In Melk wurde jüngst ein bemerkenswerter Service für die älteren Bürgerinnen und Bürger angeboten: Die jährliche Arbeitnehmerveranlagung der NÖ Senioren fand in der Bezirksgeschäftsstelle der VP Bezirk Melk statt. Über 100 Personen nutzten dieses wichtige Angebot, um Unterstützung bei der Abwicklung ihrer Veranlagung zu erhalten. Es ist schon beeindruckend, wie viele Menschen sich für dieses Thema interessieren. Die Initiative erfreut sich seit Jahren großer Nachfrage und zeigt, dass steuerliche Fragen für viele Seniorinnen und Senioren von großer Bedeutung sind.
Vor Ort standen erfahrene Ansprechpartner bereit, die den Teilnehmern mit Rat und Tat zur Seite standen. Das Ziel dieser Initiative ist klar: Es geht darum, älteren Menschen in steuerlichen Fragen zu helfen und sie bei Behördengängen zu entlasten. Wenn man bedenkt, wie kompliziert das Steuersystem manchmal sein kann, ist das wirklich eine wertvolle Unterstützung.
Wichtige Informationen zur Arbeitnehmerveranlagung
Gisela Führer, Referentin für Steuerangelegenheiten der GÖD-Pensionisten NÖ, hat eine hilfreiche Broschüre mit dem Titel „STEUER TIPPS & INFOS 2024“ erstellt. Sie betont, dass Pensionistinnen und Pensionisten eine Arbeitnehmerveranlagung einreichen sollten, wenn im Bescheid Sonderausgaben, Werbungskosten oder außergewöhnliche Belastungen nicht oder nur teilweise berücksichtigt wurden. Das ist ein wichtiger Hinweis, denn oft gehen dadurch Geldbeträge verloren, die den Betroffenen zustehen. Die Anträge können sogar rückwirkend bis einschließlich 2019 eingereicht werden. Aktuell gilt es, die Veranlagung für das Kalenderjahr 2023 zu beachten.
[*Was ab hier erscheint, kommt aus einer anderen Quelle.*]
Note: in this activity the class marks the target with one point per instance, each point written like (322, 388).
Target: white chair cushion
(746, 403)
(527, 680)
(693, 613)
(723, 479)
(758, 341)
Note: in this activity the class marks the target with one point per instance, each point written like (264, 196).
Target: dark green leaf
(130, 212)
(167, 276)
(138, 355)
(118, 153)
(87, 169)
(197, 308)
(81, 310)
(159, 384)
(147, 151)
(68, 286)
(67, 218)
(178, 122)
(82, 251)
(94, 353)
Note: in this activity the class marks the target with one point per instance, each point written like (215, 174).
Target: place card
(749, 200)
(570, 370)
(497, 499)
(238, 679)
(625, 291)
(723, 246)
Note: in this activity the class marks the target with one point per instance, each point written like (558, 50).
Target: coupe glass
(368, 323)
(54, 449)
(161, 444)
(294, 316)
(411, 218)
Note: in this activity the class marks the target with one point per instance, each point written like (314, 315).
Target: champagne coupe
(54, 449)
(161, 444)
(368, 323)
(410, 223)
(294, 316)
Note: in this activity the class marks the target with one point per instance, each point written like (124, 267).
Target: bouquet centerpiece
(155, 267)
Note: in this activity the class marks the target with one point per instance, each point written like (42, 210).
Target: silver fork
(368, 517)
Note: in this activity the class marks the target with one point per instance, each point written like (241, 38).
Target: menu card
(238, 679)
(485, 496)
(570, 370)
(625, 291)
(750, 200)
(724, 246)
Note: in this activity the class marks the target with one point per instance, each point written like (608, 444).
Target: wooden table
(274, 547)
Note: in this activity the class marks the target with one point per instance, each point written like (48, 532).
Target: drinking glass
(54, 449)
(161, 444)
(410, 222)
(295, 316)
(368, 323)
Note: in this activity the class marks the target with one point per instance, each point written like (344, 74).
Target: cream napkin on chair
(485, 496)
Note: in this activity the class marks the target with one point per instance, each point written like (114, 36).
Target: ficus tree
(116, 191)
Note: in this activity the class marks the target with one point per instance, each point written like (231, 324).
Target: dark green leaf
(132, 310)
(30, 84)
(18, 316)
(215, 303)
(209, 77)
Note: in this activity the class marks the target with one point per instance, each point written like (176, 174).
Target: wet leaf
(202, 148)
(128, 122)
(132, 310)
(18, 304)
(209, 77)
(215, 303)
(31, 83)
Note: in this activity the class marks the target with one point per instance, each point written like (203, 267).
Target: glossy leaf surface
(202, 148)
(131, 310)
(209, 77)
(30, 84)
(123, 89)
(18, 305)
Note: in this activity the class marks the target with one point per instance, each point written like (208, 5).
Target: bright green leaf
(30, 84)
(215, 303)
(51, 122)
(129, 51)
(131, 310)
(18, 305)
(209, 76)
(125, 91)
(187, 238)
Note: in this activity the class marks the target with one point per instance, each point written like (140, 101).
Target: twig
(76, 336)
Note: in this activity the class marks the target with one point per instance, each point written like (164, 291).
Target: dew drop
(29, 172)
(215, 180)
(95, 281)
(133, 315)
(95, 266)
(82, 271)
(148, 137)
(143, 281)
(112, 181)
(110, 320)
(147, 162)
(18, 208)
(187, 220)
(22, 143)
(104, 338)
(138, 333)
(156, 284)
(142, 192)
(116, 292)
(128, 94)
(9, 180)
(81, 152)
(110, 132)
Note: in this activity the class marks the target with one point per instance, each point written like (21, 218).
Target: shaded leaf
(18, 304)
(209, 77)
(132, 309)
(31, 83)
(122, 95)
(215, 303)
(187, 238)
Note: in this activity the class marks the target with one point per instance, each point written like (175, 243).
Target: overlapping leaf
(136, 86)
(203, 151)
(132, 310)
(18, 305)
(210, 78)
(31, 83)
Einige werden sich jetzt fragen, was passiert, wenn das Finanzamt nachfordert. Hier kommt die gute Nachricht: Der Antrag kann im Wege der Beschwerde zurückgezogen werden, außer bei Pflichtveranlagungen. Letztere treten ein, wenn mehrere lohnsteuerpflichtige Einkünfte im Kalenderjahr bezogen werden oder wenn bestimmte Voraussetzungen nicht mehr vorliegen. Das ist ein ganz schön kompliziertes Thema, aber wichtig, um nicht in eine Falle zu tappen.
Sonderausgaben und Rückerstattungen
Die absetzbaren Sonderausgaben für das Kalenderjahr 2023 sind vielfältig: Sie reichen von bestimmten Renten über Kirchenbeiträge bis hin zu Spenden und Steuerberatungskosten. Da kann eine Menge zusammenkommen, die man absetzen kann! Zudem haben Pensionisten Anspruch auf einen Pensionistenabsetzbetrag, der automatisch berücksichtigt wird. Sollte die Einkommensteuer sogar negativ ausfallen, kann man eine Rückerstattung der Sozialversicherungsbeiträge beantragen – das sind immerhin bis zu 579 Euro pro Jahr!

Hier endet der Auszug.